Like regular savings accounts, you’re allowed to withdraw your money when you need it. But you may have a monthly limit on the number of withdrawals you can make.
Assuming your savings account is with a bank that’s insured by the Federal Deposit Insurance Corporation (FDIC) or National Credit Union Association (NCUA), you’re covered for up to $250,000 per account type (savings or checking) should the bank go belly up.
Many high-yield savings accounts require a minimum deposit of at least a few thousand dollars to open the account. The idea is that you need to maintain a certain minimum balance at all times or pay a penalty fee.
While interest rates for these accounts are higher than a standard savings account, there’s no guarantee they’ll keep pace with an overall increase in prices.
2. Certificates of Deposit
A certificate of deposit (CD) is another type of savings account. The difference is that you agree to put your money into a CD for a set period of time, usually ranging from 6 months to a year or longer. With a CD, you’re guaranteed a certain rate of return at the end of that time period.
So if you were to put $10,000 into a 1-year CD with a 2% APY, at the end you’d have $10,200.
This may not seem like a lot, but it’s a good way to keep your money safe and earn a little extra at the same time.
Putting your money into a CD means you know exactly how much you’ll get back.
If you’re forced to cash out your CD early, you’ll need to pay early withdrawal fees.
If interest rates rise while your money is locked into a CD, you don’t benefit.
3. I Bonds
Series I savings bonds (I bonds) are securities that earn interest based on both a fixed interest rate and an inflation-based rate that’s set semi-annually (twice a year). The bond earns interest until it reaches 30 years or you cash it, whichever comes first.
I bonds can be purchased for as little as $25 and max out at $10,000.
Because Series I bonds are designed to keep pace with inflation, they can make a great gift or help you save for a child’s education.
You can only buy up to $10,000 in I bonds per calendar year.
You only earn the full amount of interest if you hold onto the bonds for 30 years.

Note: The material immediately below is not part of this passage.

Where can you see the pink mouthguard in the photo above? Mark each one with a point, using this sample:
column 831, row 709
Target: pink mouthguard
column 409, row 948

4. Treasury Bonds, Treasury Bills
Considered to be the safest investments in the world, Treasury bonds (T-bonds) and Treasury bills (T-bills) offer a safe place to park your money with a modest rate of return.
T-bonds and T-bills are based on the U.S. Government’s ability to pay its debts. They’re considered the gold standard for investments.
It’s possible to buy T-bonds and T-bills directly from the U.S. Treasury Department website (treasurydirect.gov), or they can be included in bond exchange traded funds (ETFs) and other investments.
T-bonds and T-bills can take between 10 – 30 years to mature.
While T-bonds and T-bills offer a decent return, it may not always keep pace with inflation.
5. Treasury Inflation-Protected Securities (TIPS)
Treasury Inflation-Protected Securities (TIPS) are like Treasury bonds, except they’re adjusted based on changes to the Consumer Price Index.
If inflation causes prices to go up, you can earn more. If inflation causes prices to drop, you may earn less.
Because the value of TIPS adjusts, your investments will keep pace with inflation. This is especially important for those on a fixed income.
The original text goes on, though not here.